Overview
The goal of this clinical trial is to learn if the intravaginal Cern device works to treat bacterial vaginosis and fungal vaginitis in premenopausal women. It will also learn about the safety of the device. The main questions it aims to answer are: Does the device accomplish symptom resolution and negative diagnostic tests post-treatment? What medical problems do participants have when using the intravaginal device? Participants will use the investigational intravaginal device for 5 consecutive days, participate in teleconferences and weekly follow-ups, attend in-clinic visits, and maintain a study diary.
Description
The CERN Feasibility Study is an interventional clinical trial designed to evaluate the Cern Medical Device in the treatment of bacterial vaginosis and fungal vaginitis.

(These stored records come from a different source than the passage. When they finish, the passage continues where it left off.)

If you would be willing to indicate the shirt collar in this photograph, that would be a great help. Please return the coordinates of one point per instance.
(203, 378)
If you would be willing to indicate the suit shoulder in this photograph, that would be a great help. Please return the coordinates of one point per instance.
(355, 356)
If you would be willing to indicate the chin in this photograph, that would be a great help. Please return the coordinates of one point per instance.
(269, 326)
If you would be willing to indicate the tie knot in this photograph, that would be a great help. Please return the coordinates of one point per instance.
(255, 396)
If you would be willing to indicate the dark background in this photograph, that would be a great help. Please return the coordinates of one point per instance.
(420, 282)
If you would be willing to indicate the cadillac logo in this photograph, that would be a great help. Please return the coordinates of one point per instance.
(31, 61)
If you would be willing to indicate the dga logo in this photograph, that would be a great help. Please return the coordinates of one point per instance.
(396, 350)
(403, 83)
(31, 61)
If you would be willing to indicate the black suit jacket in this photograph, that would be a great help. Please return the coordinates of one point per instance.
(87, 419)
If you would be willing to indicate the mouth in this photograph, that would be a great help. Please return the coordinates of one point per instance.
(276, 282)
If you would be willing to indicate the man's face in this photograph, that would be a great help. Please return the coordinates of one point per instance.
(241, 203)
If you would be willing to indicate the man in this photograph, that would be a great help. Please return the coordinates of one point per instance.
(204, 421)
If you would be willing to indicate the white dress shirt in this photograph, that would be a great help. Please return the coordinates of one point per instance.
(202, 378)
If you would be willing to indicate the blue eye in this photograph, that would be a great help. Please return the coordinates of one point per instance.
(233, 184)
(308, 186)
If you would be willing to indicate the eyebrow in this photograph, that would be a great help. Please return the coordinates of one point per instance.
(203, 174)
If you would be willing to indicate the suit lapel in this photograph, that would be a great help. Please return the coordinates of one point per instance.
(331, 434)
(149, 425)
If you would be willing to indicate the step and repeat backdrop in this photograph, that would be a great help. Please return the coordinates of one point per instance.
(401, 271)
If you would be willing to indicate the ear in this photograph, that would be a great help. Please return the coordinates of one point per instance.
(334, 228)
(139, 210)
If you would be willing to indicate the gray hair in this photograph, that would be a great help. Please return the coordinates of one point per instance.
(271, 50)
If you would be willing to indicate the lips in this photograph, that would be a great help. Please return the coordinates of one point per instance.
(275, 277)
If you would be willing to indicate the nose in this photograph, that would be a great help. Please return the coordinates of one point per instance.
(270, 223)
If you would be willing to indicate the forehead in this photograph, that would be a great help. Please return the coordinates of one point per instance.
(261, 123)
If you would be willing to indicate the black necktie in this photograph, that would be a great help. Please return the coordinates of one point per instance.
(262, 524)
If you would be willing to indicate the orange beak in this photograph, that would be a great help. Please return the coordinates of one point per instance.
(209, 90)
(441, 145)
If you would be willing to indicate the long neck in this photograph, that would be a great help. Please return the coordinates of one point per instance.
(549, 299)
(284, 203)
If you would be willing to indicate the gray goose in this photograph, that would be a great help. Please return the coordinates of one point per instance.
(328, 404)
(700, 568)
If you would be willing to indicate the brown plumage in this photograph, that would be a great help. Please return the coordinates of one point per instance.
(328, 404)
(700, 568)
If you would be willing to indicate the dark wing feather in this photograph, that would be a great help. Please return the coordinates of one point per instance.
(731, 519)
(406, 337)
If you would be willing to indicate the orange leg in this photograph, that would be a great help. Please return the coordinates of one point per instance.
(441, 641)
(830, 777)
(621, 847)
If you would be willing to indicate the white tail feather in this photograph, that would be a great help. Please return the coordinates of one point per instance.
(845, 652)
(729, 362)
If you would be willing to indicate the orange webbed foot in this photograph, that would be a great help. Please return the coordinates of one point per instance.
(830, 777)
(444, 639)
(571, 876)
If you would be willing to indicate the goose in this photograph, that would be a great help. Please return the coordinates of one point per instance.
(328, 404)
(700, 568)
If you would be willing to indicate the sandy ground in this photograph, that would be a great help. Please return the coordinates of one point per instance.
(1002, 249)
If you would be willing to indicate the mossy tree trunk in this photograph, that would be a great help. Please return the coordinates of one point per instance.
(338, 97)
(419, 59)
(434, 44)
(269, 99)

The study assesses both the efficacy and safety of this innovative technology, which combines 450nm visible spectrum light with a natural photosensitizer (carboxy methyl cellulose and curcumin). The primary objective is to determine the device's effectiveness by measuring symptom resolution and negative diagnostic tests post-treatment. The secondary objective focuses on safety, monitoring adverse effects and patient tolerance during and after treatment. The study design involves recruiting up to 30 premenopausal women with culture-confirmed bacterial vaginosis or fungal vaginitis. Participants are divided into two groups, in the bacterial vaginosis group, the device is used for 30 minutes daily for 5 consecutive days. And in the fungal vaginitis group, the device is used for 60 minutes daily for 5 consecutive days. Following treatment, participants undergo a 45-day follow-up period, which includes daily telecom check-ins during treatment, weekly follow-ups, and a final assessment at 28 days post-treatment. Adherence is tracked through daily diaries and telecom follow-ups, ensuring treatment compliance, effectiveness monitoring, and adverse reaction tracking. Treatment success is determined by self-reported symptom resolution and negative diagnostic cultures, while safety is assessed through self-reported adverse events and clinical examinations.
Eligibility
Inclusion Criteria:
- Confirm symptomatic and laboratory-confirmed bacterial vaginosis or fungal vaginitis
Exclusion Criteria:
- Postmenopausal status, current use of intravaginal devices, concurrent medical therapy for fungal vaginitis or bacterial vaginosis, recent medical therapy for vaginitis in past 7 days, immunosuppressive medication ≤ 3 months before screening, radiation therapy ≤ 3 months before screening, known allergy to curcumin, acrylic, or silicone, major organ disease or clinically significant infection or conditions that may affect clinical assessment of vaginitis, pregnancy or plans for pregnancy, history of intolerance to intravaginal devices, symptomatic pelvic organ prolapse stage 2 or greater.